To solve the issue, non-local means filter is used. Instead of having multiple images with random noise, similar patches located in different regions can be used to calculate the means. As shown in the figure above, image patch p is similar to other image patches (q1 and q2). These patches can be used to remove the noise in the patch p.

Inspired by the idea, NLNet authors proposed a non-local block. This block computes all the interaction between the pixels and to do this, the network performs multiple weight reshapes and multiplications to produce embedded feature representation.

As it’s shown in the figure, if the block gets T x H x W x 1024 as an input (T represents a timestamp since the original paper targets video classification), it produces the feature map of the same size. Matrix reshaping, multiplication, and element-wise additions are performed to capture the global dependencies between the pixels.

To learn more about the paper, read the original paper here.

Squeeze-Excitation Network

Squeeze-Excitation Network

Compared to the NLNet, the Squeeze-Excitation network solves a different problem. While NLNet tries to capture global dependencies between the pixels, SENet tries to capture inter-channel dependencies. The main idea behind SENet is to add parameters in each feature map channel. By doing this the network adaptively learns the weighting of the channels in the feature map.

The SE block takes the feature map as an input. The spatial dimension of the feature map (W x H x C) is first reduced to apply two FC layers. The final vector having the same size as the input feature channel is cast with a sigmoid layer to scale each channel based on its importance.

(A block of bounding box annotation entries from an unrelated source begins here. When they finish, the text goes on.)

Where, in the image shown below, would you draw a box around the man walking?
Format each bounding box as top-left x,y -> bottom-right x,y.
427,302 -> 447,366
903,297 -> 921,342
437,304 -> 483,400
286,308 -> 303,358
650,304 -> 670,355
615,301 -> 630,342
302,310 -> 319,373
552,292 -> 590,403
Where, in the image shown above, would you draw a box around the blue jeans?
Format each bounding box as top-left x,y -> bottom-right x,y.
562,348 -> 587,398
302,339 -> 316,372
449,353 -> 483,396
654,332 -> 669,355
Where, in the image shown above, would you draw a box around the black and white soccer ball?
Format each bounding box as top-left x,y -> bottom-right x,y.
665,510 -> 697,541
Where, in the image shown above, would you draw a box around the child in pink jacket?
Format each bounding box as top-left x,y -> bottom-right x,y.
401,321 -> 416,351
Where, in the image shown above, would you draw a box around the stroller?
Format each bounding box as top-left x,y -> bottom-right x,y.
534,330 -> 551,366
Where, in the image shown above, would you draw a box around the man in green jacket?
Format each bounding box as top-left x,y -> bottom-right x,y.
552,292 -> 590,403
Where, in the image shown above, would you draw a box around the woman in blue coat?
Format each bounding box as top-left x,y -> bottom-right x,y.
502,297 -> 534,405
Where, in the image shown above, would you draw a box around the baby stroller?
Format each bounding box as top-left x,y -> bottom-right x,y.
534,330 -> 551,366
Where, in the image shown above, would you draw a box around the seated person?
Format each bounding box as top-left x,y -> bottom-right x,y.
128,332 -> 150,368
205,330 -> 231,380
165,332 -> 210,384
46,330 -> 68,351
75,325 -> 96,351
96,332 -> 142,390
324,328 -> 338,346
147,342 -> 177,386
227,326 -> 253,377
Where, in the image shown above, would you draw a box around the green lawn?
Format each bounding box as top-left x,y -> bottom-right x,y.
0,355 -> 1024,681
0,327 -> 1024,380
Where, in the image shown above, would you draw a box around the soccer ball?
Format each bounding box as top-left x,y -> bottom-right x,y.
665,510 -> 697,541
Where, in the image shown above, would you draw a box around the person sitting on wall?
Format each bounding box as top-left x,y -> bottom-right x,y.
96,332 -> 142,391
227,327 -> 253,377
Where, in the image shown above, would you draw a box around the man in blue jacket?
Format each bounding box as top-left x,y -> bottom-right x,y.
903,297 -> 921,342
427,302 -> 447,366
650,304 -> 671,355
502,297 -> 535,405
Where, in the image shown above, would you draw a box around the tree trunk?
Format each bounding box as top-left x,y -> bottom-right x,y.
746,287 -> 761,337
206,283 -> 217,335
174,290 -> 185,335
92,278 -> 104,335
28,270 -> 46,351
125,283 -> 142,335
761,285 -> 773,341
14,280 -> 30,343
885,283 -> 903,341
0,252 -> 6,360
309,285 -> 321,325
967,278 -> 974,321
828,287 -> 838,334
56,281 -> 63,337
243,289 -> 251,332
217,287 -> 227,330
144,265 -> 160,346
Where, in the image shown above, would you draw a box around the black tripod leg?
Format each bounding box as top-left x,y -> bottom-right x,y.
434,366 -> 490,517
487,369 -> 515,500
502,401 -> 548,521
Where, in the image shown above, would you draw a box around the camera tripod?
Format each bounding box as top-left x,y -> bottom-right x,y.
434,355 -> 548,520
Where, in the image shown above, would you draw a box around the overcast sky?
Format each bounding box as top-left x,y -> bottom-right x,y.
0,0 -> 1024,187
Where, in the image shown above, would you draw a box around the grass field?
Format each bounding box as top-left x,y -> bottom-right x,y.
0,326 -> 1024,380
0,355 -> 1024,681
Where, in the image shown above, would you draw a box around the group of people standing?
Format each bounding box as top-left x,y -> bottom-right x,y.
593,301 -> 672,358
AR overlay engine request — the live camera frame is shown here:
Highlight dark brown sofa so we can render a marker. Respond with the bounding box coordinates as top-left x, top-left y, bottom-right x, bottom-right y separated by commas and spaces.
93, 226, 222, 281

To learn more about the paper, read the original paper here.

GCNet

The Global Context Network has three main ideas.

The simplified version of the NL block

Simplified Non-local Block: The authors propose a simplified version of the non-local block. The simplified version computes a global (query-independent) attention map and shares the attention map for all query positions. This change is made after observing similar attention maps generated in different query positions.

Furthermore, the W_v in the block is moved outside of the attention pooling to reduce the computational cost. The weight W_z is also removed after following the results in the Relation Networks paper.

The architecture of the main blocks

Global Context Modeling Framework: The main block (a in the above figure) used in the Global Context Network can be divided into three procedures: First, a global attention pooling, which adopts 1×1 convolution and a softmax function, is used to obtain the attention weights. Then attention pooling is applied to get the global context features. Once the attention pooling is applied, the output features are transformed via 1×1 convolution, and they are aggregated to add global context features to the features of each position.

Global Context Block: As illustrated in the figure above, the global context block uses a simplified NL block together with the SE block. Some tweaks in the model are made to reduce the number of parameters. For example, in the SE block shown in figure (c), 1×1 convolution is replaced by a bottleneck transformation module. Instead of having CxC parameters, the number is reduced to 2xCxC/r, where r is the bottleneck ratio and C/r is the hidden representation dimension of the bottleneck.

Results

The experiments are performed in object detection and segmentation tasks. Different architecture designs are compared in the table above. The authors observe that adding GC blocks clearly improves the performance of the model.

Also, one thing to note is that the number of parameters/FLOPS does not increase dramatically. This is probably due to the lightweight architectures designed in both the NL block and the SE block.

Conclusion

The paper successfully combines two ideas together to come up with a model that could outperform existing baseline networks. The authors solve the long-range dependency problem by proposing a simplified version of the NL/SE block. By adding only a small number of parameters, the model outperforms existing models on object detection and recognition tasks.